I have admitted that I have been lonely. I have delved into the depths of my mind to elucidate the minutiae of every lonely thought. And I have saved those details and sent them out to the abyss of the internet where they will live in infamy forever.
In less than 1000 words, I have left much out. While I could have gone on for days about the self-doubt and pity that tries to make up my daily existence, that’s not what is important. It doesn’t take more than 1000 words for you to get that. What’s important is that I’m not lonely. What’s important is that I have an amazing support network that has kept me afloat. Beyond afloat, they have pulled me on their shoulders out of the lake of my own tears and carried me completely dry to the shore. And while I look now at the vast lake we crossed and the distant shore I can never return to and feel that loss, I’m not in that lake. I am not drowning.

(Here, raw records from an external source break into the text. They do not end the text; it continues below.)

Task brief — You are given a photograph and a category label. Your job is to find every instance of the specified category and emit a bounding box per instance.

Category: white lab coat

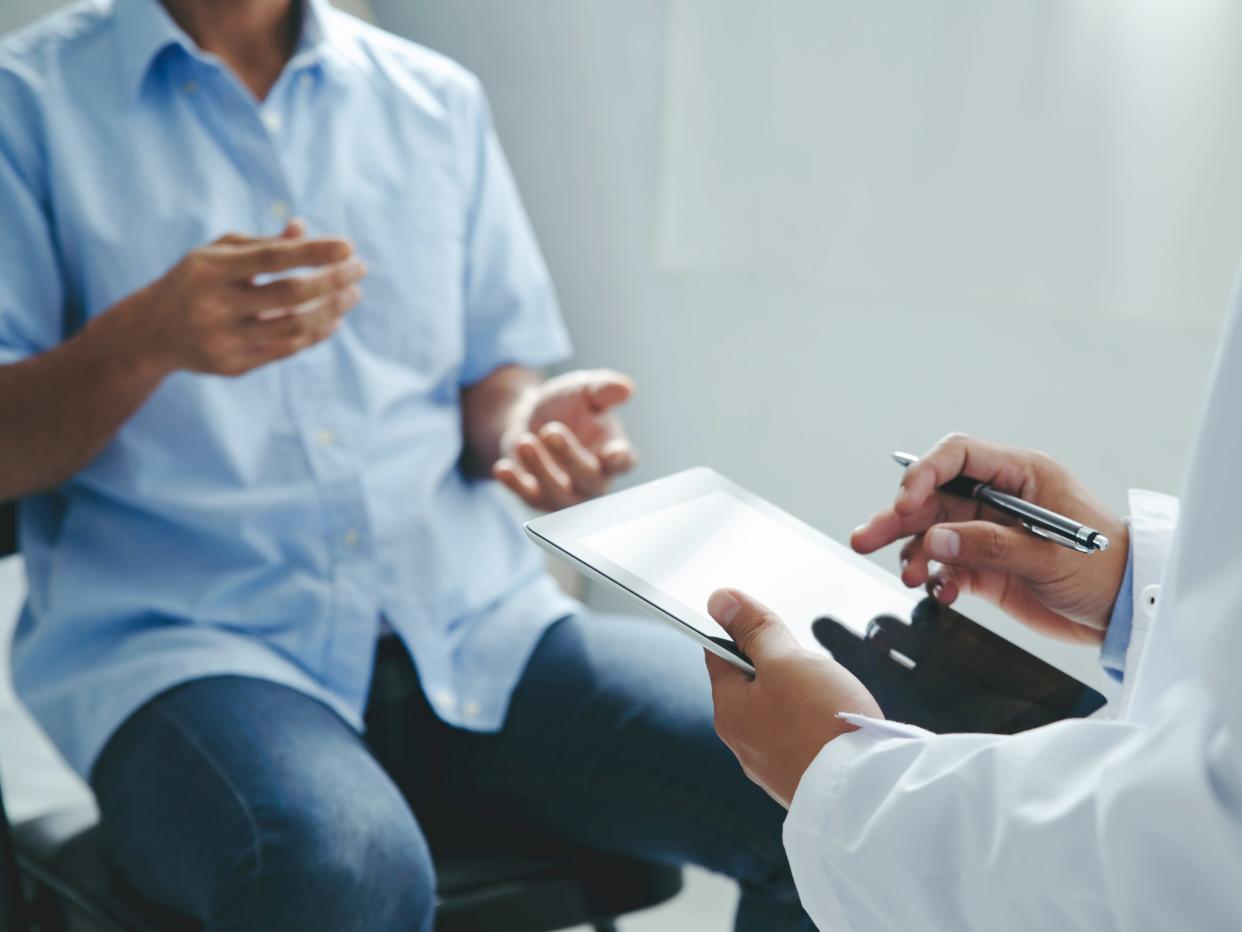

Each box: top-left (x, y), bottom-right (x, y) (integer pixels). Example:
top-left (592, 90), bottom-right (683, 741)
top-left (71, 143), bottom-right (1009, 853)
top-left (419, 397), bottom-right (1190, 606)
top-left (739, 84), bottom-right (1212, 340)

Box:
top-left (783, 293), bottom-right (1242, 930)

There are multitudes who shared the burden of my unfortunate mess of a life while I was unable to carry it myself, some for mere seconds or minutes, some for endless days and weeks, some I know intimately, some I don’t know at all. I owe to all of you a debt of gratitude. But to none do I owe more than to the “wonderful man I have to date.”
In the time before we dated, you were a distant star in the complete darkness that had enclosed me. You were the first little light that allowed me to realize there was still light left in my world; that I only had to reach out to turn them on. Your light gave me the hope I had lost. Your light gave me the power to find happiness where I’d begun to doubt it ever would be again.
As we began to date, your glow lit up my world and a path I would have taken much longer to find had you not been there for me. You made me smile and laugh as I forgotten how to smile or laugh. Perhaps more importantly, you let me cry and break in front of you and you were there to re-adhere the broken pieces, without judgment, without complaint. And you could have judged, you could have complained. You could have left me alone in my pooling tears. You owed me nothing, you knew me little. But you never left my side.
The more microbe-infested my growing lake of issues and drama became, the stronger you were for me, the more strength you gave to me. And you gave me the credit for that strength. Nothing made you turn your back on me and wade your way right back out, you just kept carrying me. And I think sometimes I forgot to realize that it was you trudging through my mess and me sitting blissfully on your shoulders. Sometimes I forgot to realize there was such a big mess at all. I needed to forget it, and you gave that chance to me the way no one else could.
And now I sit here safely on the edge of my lake of tears with you still standing by my side, holding me up, and I glance back at the distant shore where my former life lives, and whine to the world that I’m lonely, that my life is not perfect.
I can be lonely. Even with you next to me. My life is not perfect. It never will be. But I have you.
You made my imperfect life happy. You made my darkest days livable. You pulled me through it all. You are my Prince Charming. You are my White Knight.
Without you, I may not have drowned, I may not have drowned all my friends, I may even someday have made it as far as I have now. But it would have been excruciatingly painful. Without you, it would have been hell.
No matter where we go from here, no matter where our paths take us, I will owe you a debt I can never repay. I will always remember; I will always cherish what you have done for me. I will always cherish you.